Jon Hurdle reports [NYT] on an “unusual program” run by the Temple University Hospital:

[Cradle to Grave] brings in youths from across Philadelphia in the hope that an unflinching look at the effects that guns have in their community will deter young people from reaching for a gun to settle personal scores, and will help them recognize that gun violence is not the glamorous business sometimes depicted in television shows and rap music. … In a 2010 paper published in the medical journal Injury, Dr. Amy J. Goldberg, the hospital’s chief of trauma and surgical critical care, and others cited data showing that students’ inclination toward violence decreased after participating in the Cradle to Grave program.

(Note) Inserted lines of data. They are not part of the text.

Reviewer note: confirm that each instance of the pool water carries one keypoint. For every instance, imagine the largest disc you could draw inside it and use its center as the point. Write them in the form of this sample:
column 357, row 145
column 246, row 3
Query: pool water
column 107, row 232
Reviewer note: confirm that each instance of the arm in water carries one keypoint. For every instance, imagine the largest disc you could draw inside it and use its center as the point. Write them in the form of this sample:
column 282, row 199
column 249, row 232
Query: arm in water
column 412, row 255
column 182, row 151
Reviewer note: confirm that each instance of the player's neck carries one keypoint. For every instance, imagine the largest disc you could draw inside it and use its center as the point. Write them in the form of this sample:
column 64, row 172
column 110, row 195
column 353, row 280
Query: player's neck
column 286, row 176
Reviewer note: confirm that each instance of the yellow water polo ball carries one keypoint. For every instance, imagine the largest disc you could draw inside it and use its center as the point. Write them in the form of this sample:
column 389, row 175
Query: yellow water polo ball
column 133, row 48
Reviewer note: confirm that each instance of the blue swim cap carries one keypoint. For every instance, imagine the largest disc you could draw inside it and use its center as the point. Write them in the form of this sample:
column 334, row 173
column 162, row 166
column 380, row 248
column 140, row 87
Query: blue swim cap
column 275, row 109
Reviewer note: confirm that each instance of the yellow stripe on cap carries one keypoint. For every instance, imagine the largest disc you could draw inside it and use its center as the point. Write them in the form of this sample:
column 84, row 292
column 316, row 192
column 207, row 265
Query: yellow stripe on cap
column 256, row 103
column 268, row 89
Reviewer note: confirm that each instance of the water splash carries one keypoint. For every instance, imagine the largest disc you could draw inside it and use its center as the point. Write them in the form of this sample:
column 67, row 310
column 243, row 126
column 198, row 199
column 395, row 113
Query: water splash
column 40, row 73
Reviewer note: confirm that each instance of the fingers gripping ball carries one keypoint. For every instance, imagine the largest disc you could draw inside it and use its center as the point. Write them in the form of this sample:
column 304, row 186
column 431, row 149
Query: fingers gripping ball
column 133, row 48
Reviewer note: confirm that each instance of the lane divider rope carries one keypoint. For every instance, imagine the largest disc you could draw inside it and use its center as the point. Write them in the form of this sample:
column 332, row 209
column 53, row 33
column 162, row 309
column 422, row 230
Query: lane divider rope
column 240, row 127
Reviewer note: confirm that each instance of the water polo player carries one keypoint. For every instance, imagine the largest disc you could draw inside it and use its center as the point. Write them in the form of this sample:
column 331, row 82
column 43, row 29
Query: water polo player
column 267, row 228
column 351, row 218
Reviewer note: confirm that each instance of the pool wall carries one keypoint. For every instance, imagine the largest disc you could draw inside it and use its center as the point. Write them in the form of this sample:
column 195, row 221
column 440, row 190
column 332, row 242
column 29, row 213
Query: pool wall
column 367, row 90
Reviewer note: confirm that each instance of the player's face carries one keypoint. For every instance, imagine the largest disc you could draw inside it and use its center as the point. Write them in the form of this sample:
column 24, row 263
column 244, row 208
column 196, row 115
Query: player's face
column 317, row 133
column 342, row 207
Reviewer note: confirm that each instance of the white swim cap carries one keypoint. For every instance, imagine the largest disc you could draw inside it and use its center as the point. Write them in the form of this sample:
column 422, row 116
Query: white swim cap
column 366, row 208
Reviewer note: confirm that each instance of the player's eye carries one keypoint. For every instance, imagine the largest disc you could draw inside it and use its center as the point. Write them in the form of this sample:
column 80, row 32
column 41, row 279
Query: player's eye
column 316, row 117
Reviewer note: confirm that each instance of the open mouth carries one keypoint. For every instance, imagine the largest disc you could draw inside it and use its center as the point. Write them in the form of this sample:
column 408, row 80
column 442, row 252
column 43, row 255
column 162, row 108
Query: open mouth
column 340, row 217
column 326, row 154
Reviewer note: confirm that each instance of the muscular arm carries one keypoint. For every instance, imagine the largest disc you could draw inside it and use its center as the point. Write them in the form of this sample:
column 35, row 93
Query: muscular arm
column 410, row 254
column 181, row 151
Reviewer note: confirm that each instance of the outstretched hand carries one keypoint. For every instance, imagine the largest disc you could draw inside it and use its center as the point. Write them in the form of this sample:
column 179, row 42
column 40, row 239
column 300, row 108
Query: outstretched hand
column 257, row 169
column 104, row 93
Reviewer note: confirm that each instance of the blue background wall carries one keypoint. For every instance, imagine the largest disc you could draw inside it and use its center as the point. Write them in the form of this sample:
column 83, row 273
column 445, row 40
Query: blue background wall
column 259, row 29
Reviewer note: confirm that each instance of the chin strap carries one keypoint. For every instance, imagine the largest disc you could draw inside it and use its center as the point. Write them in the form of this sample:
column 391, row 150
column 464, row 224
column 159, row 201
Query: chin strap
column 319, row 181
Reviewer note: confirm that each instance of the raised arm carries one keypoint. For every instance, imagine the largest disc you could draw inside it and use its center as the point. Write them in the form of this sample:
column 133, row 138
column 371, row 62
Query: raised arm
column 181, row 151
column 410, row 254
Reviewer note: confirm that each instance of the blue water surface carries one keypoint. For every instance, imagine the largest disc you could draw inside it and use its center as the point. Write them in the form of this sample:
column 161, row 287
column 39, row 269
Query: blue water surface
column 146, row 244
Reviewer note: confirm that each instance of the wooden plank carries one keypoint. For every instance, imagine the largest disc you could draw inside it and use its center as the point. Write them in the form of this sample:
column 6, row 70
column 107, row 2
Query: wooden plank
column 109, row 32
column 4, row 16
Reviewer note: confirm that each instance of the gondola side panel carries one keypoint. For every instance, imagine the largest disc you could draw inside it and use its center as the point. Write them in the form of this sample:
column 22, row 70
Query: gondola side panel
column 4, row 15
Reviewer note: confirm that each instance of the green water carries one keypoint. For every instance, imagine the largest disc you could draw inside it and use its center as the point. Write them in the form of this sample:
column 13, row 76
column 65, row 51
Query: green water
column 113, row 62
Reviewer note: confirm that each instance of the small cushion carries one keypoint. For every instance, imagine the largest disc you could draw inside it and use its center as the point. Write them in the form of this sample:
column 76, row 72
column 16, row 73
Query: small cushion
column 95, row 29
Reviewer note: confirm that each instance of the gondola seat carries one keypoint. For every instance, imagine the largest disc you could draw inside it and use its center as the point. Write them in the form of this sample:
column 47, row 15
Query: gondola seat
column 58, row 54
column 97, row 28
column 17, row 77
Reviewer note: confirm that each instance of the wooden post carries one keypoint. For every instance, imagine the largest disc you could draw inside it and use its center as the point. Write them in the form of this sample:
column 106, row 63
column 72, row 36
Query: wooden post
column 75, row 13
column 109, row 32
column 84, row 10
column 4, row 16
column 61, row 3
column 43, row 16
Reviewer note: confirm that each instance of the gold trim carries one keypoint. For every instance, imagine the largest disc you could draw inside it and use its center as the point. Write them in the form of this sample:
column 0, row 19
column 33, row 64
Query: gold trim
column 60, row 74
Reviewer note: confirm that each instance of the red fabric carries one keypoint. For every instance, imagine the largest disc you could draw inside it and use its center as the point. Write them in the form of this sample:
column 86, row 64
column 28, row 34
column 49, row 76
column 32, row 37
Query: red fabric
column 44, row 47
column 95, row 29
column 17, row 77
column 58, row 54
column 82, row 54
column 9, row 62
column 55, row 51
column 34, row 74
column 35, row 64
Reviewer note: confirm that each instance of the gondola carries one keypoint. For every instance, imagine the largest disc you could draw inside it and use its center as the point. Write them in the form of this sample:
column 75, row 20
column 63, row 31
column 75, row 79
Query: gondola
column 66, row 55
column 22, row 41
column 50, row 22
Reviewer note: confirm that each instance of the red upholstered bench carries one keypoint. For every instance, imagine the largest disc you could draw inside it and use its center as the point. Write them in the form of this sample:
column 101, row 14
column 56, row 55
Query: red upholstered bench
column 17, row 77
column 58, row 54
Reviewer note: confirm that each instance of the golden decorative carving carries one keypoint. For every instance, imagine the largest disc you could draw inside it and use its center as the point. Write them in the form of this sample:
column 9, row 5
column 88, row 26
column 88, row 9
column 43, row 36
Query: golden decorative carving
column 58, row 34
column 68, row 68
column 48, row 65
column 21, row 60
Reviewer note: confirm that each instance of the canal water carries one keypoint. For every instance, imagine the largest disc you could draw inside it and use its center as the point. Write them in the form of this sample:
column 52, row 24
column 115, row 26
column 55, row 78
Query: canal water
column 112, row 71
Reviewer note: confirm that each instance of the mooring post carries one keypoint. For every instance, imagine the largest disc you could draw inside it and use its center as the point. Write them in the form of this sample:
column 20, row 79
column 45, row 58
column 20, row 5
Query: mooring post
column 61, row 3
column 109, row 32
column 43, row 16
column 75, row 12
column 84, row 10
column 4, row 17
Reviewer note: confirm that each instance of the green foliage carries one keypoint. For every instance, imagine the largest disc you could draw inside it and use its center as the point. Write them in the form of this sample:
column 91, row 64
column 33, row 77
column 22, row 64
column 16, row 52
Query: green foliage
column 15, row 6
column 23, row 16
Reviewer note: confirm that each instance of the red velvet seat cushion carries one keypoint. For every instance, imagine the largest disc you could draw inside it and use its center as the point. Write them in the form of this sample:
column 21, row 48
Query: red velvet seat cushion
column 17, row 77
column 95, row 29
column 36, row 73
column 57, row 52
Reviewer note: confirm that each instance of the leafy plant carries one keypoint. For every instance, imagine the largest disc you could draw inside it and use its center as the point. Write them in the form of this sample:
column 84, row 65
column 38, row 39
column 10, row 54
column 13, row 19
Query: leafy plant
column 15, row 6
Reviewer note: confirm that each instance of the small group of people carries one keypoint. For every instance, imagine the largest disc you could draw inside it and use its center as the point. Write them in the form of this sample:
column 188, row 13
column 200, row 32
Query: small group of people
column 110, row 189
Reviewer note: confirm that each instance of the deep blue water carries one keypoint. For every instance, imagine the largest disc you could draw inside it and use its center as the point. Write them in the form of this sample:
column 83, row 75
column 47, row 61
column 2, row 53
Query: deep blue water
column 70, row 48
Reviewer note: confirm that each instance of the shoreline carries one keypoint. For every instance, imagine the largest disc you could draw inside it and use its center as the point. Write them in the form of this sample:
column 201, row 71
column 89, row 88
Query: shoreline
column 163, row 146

Prison Culture lost sleep over the report:

[O]n the same day that the Times published their article about the Cradle to Grave program in Philly, Ta-Nehisi Coates was featured on the opinion page writing about the trauma of gun violence for inner city youth. … [He] beautifully articulates the sense of foreboding and routine trauma that he and some of his peers carried with them growing up in an inner city community.

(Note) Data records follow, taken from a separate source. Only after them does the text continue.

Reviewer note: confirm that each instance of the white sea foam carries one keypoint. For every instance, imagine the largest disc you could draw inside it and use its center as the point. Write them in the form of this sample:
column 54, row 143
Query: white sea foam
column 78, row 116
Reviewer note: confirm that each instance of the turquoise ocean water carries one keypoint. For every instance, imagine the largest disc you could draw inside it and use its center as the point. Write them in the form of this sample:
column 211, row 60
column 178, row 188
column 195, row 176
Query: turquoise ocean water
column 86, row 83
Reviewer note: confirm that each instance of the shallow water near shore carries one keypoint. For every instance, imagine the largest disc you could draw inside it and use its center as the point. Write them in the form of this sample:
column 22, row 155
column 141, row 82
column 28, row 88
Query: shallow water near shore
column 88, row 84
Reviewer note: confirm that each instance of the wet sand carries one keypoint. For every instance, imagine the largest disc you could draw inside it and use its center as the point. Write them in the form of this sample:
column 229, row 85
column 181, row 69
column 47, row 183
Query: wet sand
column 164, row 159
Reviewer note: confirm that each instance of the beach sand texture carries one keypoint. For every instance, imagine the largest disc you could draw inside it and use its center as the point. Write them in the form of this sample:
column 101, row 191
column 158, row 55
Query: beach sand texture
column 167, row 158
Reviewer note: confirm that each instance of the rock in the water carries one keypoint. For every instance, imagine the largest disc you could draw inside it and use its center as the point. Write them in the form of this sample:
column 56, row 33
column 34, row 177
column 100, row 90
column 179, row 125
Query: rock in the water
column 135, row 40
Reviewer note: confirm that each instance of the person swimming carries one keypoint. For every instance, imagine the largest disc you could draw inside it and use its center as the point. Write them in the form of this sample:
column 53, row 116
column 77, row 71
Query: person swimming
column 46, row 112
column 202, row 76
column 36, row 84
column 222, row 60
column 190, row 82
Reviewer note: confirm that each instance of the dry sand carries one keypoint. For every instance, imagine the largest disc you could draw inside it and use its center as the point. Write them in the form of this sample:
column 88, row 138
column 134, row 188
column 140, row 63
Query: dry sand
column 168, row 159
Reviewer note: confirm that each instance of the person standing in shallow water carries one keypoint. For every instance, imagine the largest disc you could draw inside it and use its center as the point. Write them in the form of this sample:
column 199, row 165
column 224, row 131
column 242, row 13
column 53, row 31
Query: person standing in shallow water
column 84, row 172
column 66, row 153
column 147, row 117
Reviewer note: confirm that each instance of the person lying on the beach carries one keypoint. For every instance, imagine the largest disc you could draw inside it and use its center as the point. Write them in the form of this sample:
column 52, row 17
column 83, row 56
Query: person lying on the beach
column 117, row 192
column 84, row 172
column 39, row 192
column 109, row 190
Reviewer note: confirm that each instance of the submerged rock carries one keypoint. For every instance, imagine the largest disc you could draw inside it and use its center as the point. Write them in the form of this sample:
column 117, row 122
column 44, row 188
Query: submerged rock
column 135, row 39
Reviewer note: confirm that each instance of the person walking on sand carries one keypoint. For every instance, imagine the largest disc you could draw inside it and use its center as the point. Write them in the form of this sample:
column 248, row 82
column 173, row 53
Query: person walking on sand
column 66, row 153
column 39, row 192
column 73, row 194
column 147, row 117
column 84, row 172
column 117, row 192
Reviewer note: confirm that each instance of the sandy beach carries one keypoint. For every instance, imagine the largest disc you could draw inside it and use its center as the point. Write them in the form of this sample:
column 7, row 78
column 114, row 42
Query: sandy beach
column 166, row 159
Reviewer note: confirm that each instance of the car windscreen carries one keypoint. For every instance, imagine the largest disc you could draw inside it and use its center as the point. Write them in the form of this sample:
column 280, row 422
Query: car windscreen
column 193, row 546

What good would it have done to take a young man like Coates into a hospital emergency room to see severed limbs and gun shot wounds? Wasn’t he already experiencing enough anxiety, worry, and pain? Isn’t he already surrounded by the fear of premature death? Why isn’t our focus to provide grief counseling and healing circles for young people who feel that they are living under siege?

Invisible Moderates

Chait calls Republican moderates “totally gutless”:

Moderate Republicanism is a secret creed — a set of beliefs that is expressed anonymously, but lacks any public standing to openly engage in a battle of ideas within the party. There are plenty of Republicans who secretly disdain the crankish and bigoted ideas that flourish in right-wing media and have come to be accepted as gospel by the rank and file, but there is almost no public questioning of them.

Servus Servorum Tweet

Antonio Casilli floats the Pope a few tips on how to use Twitter after his first month on the platform. Since only 10% of feedback was positive, he encourages Benedict to actually engage his critics:

[Y]ou are used to trolling, because you and your predecessors all throughout the centuries have been the target of some form of it. Of course, back then it went by other names: heresy, blasphemy, apostasy… Assuredly, the tone and contents of the negative comments conveyed on Twitter were not dissimilar from long-lasting criticisms of the Catholic church: sexual misconduct, clerical corruption, opinions contrary to the Catholic faith about the divinity of Christ or apostolic dignity, and so on.

Indeed, it would be too easy – and historically inaccurate – to declare that trolls are the modern versions of past heretical thinkers such as Girolamo Savonarola, Giordano Bruno, Martin Luther. It would also mean betraying the Roman Catholic Church’s intentions as to the way of dealing with them. Your digital analysts have been adamant about that: these negative comments will not prompt your condemnation. Nobody expects the Spanish Inquisition, as the old adage goes – and for once, nobody will have it.